3. (2.5) Design test data to test our implementation of LinkedStack.T. You should have one or more tests for each of the rules in the definition of a stack. For example, the rule that states that empty must return true immediately after initialization can be easily checked by creating a stack and immediately calling empty.

4. (2.5) Give rules defining a bounded stack similar to those we gave for a stack. Verify that our first implementation of SimpleStack.T (Section 1.5.11) obeys your rules or show specifically how it does not. It will be helpful to add a predicate FULL to the data abstraction to decide at run time if a given bounded stack is full.

5. (2.9) What is it about the information hiding principle that, when it is used, makes it easier to modify existing software? Is there anything about it that makes it harder to modify existing software? How is information hiding related to the "rule of seven" discussed in the last chapter?

6. (2.10) What is it about inheritance that might make it possible to build software faster? What is it about inheritance that might make it possible to build better (fewer bugs) software?

7. (2.11) Build and test the RealStack class as discussed in section 2.11. Put the type declarations in the interface files RealStaA.i3 and PRRealStaA.i3. Put the implementations of all of the methods in the file RealStaA.m3. Build a separate test module that will exercise the package.

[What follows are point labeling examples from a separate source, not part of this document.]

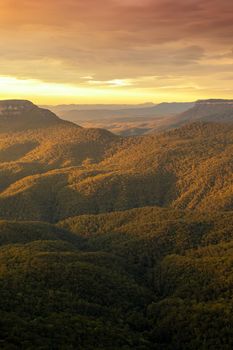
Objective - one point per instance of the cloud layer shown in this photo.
(169, 49)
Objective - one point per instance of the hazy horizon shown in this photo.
(114, 51)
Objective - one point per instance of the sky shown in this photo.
(116, 51)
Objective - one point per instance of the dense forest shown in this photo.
(147, 278)
(114, 243)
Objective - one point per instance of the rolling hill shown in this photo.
(110, 242)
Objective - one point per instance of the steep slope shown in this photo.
(148, 278)
(190, 167)
(19, 115)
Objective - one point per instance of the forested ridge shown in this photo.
(147, 278)
(114, 243)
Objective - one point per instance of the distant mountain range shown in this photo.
(101, 172)
(144, 120)
(121, 119)
(113, 242)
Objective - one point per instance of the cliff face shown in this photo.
(19, 115)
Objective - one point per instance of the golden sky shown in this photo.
(116, 51)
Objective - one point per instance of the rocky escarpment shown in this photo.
(19, 115)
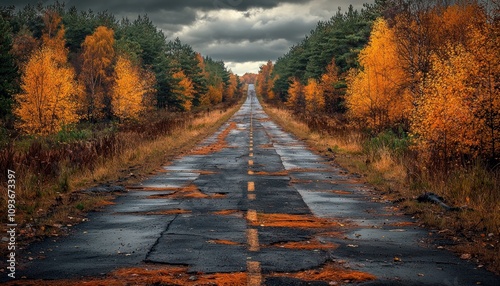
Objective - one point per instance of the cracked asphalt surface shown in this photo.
(207, 212)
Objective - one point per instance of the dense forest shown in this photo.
(405, 93)
(426, 69)
(63, 66)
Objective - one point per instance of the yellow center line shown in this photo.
(253, 239)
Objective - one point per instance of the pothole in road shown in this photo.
(229, 212)
(218, 145)
(189, 192)
(330, 272)
(278, 173)
(313, 244)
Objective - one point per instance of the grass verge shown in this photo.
(382, 163)
(50, 207)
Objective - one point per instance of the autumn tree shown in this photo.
(232, 89)
(8, 69)
(184, 90)
(315, 102)
(97, 56)
(296, 100)
(328, 84)
(47, 101)
(129, 93)
(444, 123)
(482, 40)
(375, 96)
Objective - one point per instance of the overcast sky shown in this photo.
(242, 33)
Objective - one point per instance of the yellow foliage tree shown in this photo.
(374, 94)
(232, 87)
(328, 81)
(214, 94)
(130, 90)
(315, 102)
(444, 123)
(48, 101)
(97, 56)
(296, 100)
(184, 89)
(264, 83)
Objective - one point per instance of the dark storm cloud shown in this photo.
(245, 33)
(229, 31)
(246, 52)
(155, 5)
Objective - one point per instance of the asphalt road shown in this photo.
(252, 198)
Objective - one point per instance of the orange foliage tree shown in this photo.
(315, 102)
(444, 123)
(129, 93)
(264, 83)
(328, 81)
(374, 96)
(48, 101)
(296, 100)
(232, 87)
(97, 56)
(214, 94)
(184, 89)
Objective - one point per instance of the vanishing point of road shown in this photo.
(253, 200)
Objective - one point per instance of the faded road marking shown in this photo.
(253, 239)
(254, 273)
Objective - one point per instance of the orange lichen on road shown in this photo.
(308, 245)
(340, 192)
(278, 173)
(218, 145)
(403, 223)
(226, 212)
(329, 273)
(163, 275)
(292, 220)
(169, 212)
(223, 241)
(189, 192)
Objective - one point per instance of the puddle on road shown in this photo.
(294, 221)
(330, 272)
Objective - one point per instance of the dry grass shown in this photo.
(398, 175)
(43, 201)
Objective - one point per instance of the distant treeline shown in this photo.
(427, 70)
(61, 66)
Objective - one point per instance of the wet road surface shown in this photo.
(253, 199)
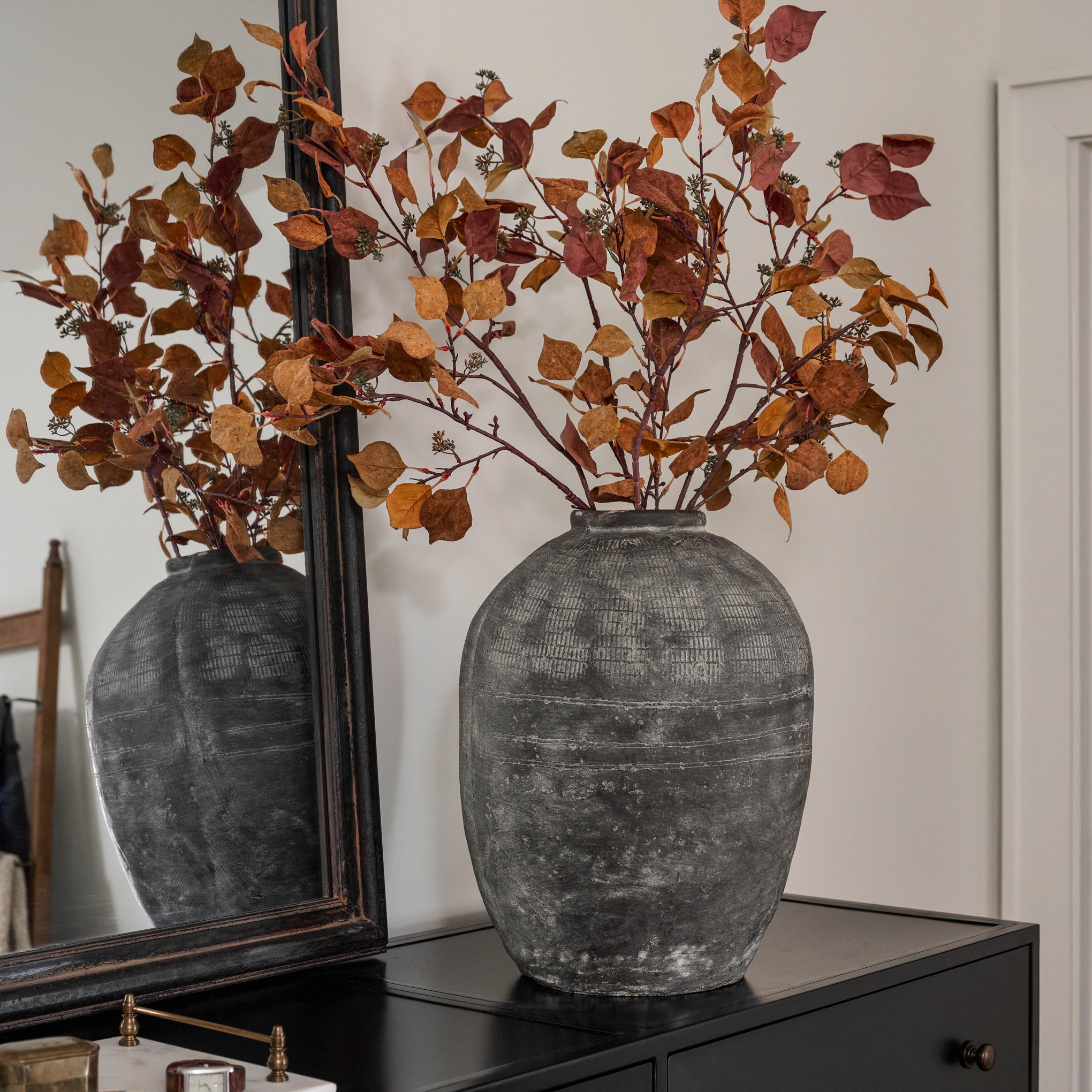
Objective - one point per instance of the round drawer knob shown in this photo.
(981, 1056)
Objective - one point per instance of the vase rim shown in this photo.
(652, 520)
(209, 558)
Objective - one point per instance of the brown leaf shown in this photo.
(170, 151)
(805, 465)
(56, 371)
(558, 360)
(716, 490)
(847, 473)
(430, 297)
(71, 471)
(860, 272)
(305, 232)
(781, 504)
(600, 426)
(694, 456)
(674, 122)
(908, 150)
(449, 157)
(484, 299)
(929, 341)
(788, 32)
(793, 276)
(683, 411)
(238, 537)
(574, 443)
(541, 274)
(268, 37)
(293, 379)
(807, 303)
(404, 504)
(585, 146)
(285, 195)
(836, 387)
(449, 387)
(426, 102)
(229, 427)
(611, 341)
(741, 73)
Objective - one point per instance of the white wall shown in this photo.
(897, 585)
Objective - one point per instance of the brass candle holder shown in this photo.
(278, 1060)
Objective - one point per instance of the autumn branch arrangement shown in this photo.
(650, 246)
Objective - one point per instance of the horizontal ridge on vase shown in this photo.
(201, 722)
(636, 743)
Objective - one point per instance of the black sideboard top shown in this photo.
(451, 1012)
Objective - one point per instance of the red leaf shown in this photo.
(767, 164)
(660, 187)
(908, 150)
(900, 198)
(586, 255)
(865, 170)
(576, 446)
(788, 32)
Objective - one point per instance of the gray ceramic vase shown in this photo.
(202, 736)
(636, 716)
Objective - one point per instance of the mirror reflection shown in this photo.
(157, 746)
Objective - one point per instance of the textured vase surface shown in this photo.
(636, 743)
(202, 736)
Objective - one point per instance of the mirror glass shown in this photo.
(145, 309)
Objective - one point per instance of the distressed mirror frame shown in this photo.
(351, 920)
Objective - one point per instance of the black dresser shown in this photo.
(840, 998)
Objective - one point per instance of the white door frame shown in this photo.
(1045, 450)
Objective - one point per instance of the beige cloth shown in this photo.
(14, 917)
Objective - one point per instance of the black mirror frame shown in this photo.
(94, 974)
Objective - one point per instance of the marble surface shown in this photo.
(143, 1068)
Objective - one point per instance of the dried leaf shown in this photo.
(230, 427)
(484, 299)
(860, 272)
(558, 360)
(806, 465)
(285, 533)
(836, 387)
(71, 471)
(693, 457)
(781, 504)
(585, 146)
(286, 195)
(103, 157)
(741, 73)
(404, 504)
(610, 341)
(170, 151)
(793, 276)
(268, 37)
(600, 426)
(304, 232)
(426, 102)
(848, 473)
(675, 120)
(788, 32)
(662, 305)
(541, 274)
(379, 465)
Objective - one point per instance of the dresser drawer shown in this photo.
(905, 1039)
(634, 1079)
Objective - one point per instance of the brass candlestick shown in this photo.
(278, 1060)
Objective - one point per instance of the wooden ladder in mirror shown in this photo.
(42, 628)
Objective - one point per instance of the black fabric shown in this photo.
(14, 824)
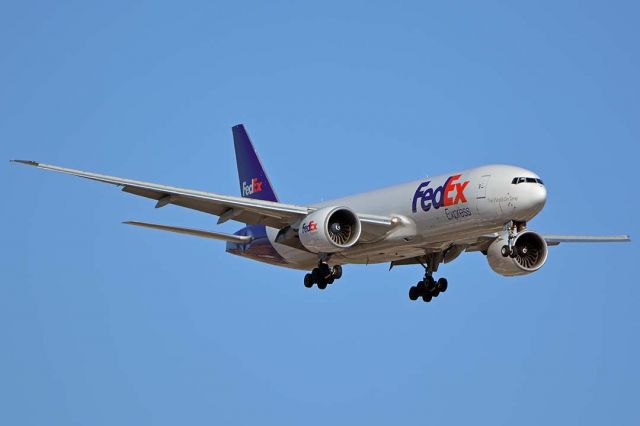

Omit the call to FailNil unless you implement such an ordinary procedure yourself. It should print its parameter string and then halt the program.

7. (2.11) Pick a board game such as checkers or chess with which you are familiar. Suppose that you wanted to write a program that would take the part of one player of the game, and which would also manage the board and game pieces, showing the state of the game (board and positions of the game pieces...) on the screen. Name three or four likely candidates for classes that you would consider when designing this program. For each of them, give a few methods. Which of these methods will need to request services from objects in one of the other classes? Add additional methods to those classes, if necessary, to represent those services. Create CRC cards for your design up to this point.